Section 26 provided:

“Neither the Speaker nor any member of the Assembly shall be subject to the jurisdiction of any court in respect of the exercise of any power conferred on or vested in the Speaker or member by or under this Law.”

The Cayman Islands Constitution, s.82 provided:

“A law made under this Constitution may determine and regulate the privileges, immunities and powers of the Legislative Assembly and its members, but no such privileges, immunities or powers shall exceed those of the House of Commons of the United Kingdom or of its members.”

The plaintiff requested permission through the Clerk to the Legislative Assembly to cite various Hansard transcripts in the personal injury action. The Clerk responded, stating that the Speaker had been unable to grant permission and that historically Hansard had not been allowed to be used in the Grand Court. The plaintiff invited the Speaker to reconsider, stating that Hansard had been used on several occasions in the Grand Court. The Speaker issued a formal refusal letter which stated:

“As the Members enjoy certain privileges and immunities during House sitting and Committee meetings the speeches of such are protected and accordingly the Honourable Speaker is not prepared to subject the Hansard Reports to arguments or questioning in a court of law.”

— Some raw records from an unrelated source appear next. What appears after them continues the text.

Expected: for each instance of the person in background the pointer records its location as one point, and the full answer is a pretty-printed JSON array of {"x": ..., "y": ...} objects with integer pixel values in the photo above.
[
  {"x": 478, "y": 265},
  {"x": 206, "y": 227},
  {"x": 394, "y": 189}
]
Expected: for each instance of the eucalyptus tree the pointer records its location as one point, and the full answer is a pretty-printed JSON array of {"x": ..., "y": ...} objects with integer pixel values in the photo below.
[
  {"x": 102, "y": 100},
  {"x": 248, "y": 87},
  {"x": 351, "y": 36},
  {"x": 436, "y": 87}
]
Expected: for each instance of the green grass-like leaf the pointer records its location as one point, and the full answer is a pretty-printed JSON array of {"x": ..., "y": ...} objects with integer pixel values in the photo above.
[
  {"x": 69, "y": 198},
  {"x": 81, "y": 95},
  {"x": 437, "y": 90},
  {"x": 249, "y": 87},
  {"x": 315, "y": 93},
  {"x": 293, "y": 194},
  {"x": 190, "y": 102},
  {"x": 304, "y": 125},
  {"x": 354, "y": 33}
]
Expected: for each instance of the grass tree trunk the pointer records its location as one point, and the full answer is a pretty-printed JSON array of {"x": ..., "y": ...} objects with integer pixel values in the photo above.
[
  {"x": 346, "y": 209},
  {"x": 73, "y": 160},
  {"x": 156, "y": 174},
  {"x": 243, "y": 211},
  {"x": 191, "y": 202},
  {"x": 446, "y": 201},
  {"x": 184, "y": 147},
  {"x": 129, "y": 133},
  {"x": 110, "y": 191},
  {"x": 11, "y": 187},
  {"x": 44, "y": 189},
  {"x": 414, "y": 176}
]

As it related to any previous Grand Court proceedings, the letter also stated: “. . . permission was not granted by the Speaker of the Legislative Assembly for use of any Hansard Reports . . .”

The plaintiff sought declarations that by reason of s.82 of the Cayman Islands Constitution, s.26 of the Legislative Assembly Law was unconstitutional and of no effect; alternatively, s.26 was unconstitutional and of no effect in so far as the immunity therein purported to extend to s.11 of the Legislative Assembly Law; s.11 was unconstitutional and of no effect; alternatively, s.11 was unconstitutional and of no effect in so far as the power therein purported to extend to the grant or withholding of permission to give in evidence the official Hansard record. The plaintiff sought, further or alternatively, a declaration that s.11 and s.26 were in contravention of the Bill of Rights, Freedoms and Responsibilities and were incompatible with the right of access to a court, further or alternatively, a declaration that the court had jurisdiction to judicially review a decision made purportedly pursuant to s.11. Further or alternatively, the plaintiff also sought an order of certiorari to quash the decision of the Speaker to refuse permission; an order that the Speaker grant permission; and an order of mandamus requiring the Speaker properly to consider the plaintiff’s application for permission.

The plaintiff submitted inter alia that (a) the official Hansard record was...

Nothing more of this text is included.